Can profitability and religious mission be integrated?

Officials have begun to quantify the fallout from the demise of St. Vincent's Hospital in Manhattan. When New York's last acute care Catholic hospital effectively closes its doors tomorrow, more than 3,500 employees will be out of a job, and more health layoffs throughout the city may be on the horizon, Alan Aviles, president of the Health and Hospitals Corp., which runs the city's public hospitals, told the Wall Street Journal.

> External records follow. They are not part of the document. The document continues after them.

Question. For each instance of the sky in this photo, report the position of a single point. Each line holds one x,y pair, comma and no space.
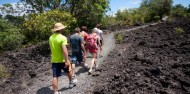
115,5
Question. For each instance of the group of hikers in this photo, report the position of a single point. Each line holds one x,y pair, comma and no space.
80,43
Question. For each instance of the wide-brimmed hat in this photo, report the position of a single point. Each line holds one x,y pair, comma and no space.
58,26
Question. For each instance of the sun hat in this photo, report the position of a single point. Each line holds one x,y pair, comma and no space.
58,26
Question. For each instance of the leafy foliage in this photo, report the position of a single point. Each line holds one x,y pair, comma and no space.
87,12
157,8
10,36
38,26
179,11
3,72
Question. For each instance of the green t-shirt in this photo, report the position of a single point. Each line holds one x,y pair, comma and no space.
56,41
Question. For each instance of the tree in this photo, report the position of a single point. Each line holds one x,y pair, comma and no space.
179,11
158,7
7,9
45,5
87,12
38,26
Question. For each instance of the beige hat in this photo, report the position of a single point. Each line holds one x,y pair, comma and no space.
58,26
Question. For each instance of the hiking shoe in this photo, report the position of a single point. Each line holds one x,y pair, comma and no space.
72,84
90,72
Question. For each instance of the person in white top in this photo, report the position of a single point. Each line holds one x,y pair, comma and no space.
100,34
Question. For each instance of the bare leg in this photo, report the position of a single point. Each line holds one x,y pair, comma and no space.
55,84
93,60
70,76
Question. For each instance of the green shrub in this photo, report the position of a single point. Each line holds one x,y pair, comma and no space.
10,36
119,37
12,41
3,72
179,30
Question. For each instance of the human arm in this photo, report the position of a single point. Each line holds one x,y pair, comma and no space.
65,52
101,35
82,46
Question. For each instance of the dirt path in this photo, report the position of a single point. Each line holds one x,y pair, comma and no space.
43,84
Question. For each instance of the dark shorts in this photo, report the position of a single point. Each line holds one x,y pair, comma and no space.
77,58
100,42
57,67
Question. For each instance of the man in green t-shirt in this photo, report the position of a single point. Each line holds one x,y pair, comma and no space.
59,56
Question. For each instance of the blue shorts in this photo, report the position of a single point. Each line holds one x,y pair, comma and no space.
76,57
57,67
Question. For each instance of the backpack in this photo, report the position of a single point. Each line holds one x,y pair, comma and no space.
91,42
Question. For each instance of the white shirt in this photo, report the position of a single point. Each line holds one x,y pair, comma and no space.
99,32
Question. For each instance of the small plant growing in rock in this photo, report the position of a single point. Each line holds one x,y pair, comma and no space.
179,30
3,72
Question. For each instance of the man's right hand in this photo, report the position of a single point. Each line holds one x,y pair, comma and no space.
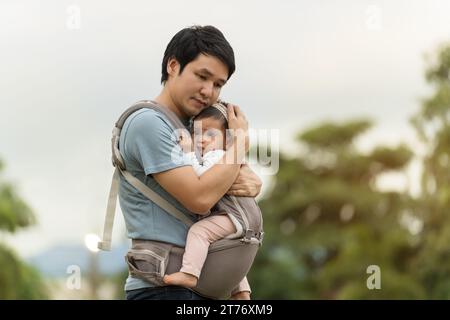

Despite optimism from the United Hospital Fund and statements from neighboring hospitals that they will give preference to displaced workers, one nurse told WSJ that many employees, from housekeepers to surgeons, are having difficulty finding work.

State officials said it's possible more healthcare layoffs could come in New York state if the legislature slices Medicaid reimbursement rates. That would especially hit hospitals that care for a large share of the poor, particularly public hospitals, reports the newspaper.

Meanwhile in Boston, six Catholic Caritas Christi hospitals are poised to enter the for-profit sector as part of an $830 million acquisition by Cerberus Capital Management. Although the New York private equity firm has said it has no intentions of altering the hospitals' religious mission and philosophy, the for-profit conversion of Saint Vincent's hospital in Worchester offers insight as to what Catholic care under corporate ownership may look like, reports the Boston Globe. "It also sheds light on a national debate about whether for-profit Catholic healthcare is an oxymoron, or whether profitability and religious mission can be integrated," the Globe states.

After transferring ownership among various for-profit companies for the past 14 years, Saint Vincent has been owned by Vanguard since 2005, and currently boasts a profit margin of four to five percent. And despite outward signs that the hospital's religious identity remains intact, the nurses union, which has clashed repeatedly with hospital management, says Vanguard's relentless focus on profitability has undermined patient care. In 2008, the hospital had 25 serious medical errors or accidents, more than any other in the state, though officials note that hospital safety has improved over the past year.

While some experts insist that profit and healthcare shouldn't mix, John M. Haas, president of the National Catholic Bioethics Center, says a carefully written stewardship agreement could go a long way toward heading off some of the risks. It could, for example, require an annual audit of all medical procedures to make sure the hospital follows the Catholic directives, or spell out that the CEO would lose his job if the hospital did not maintain its level of charitable care.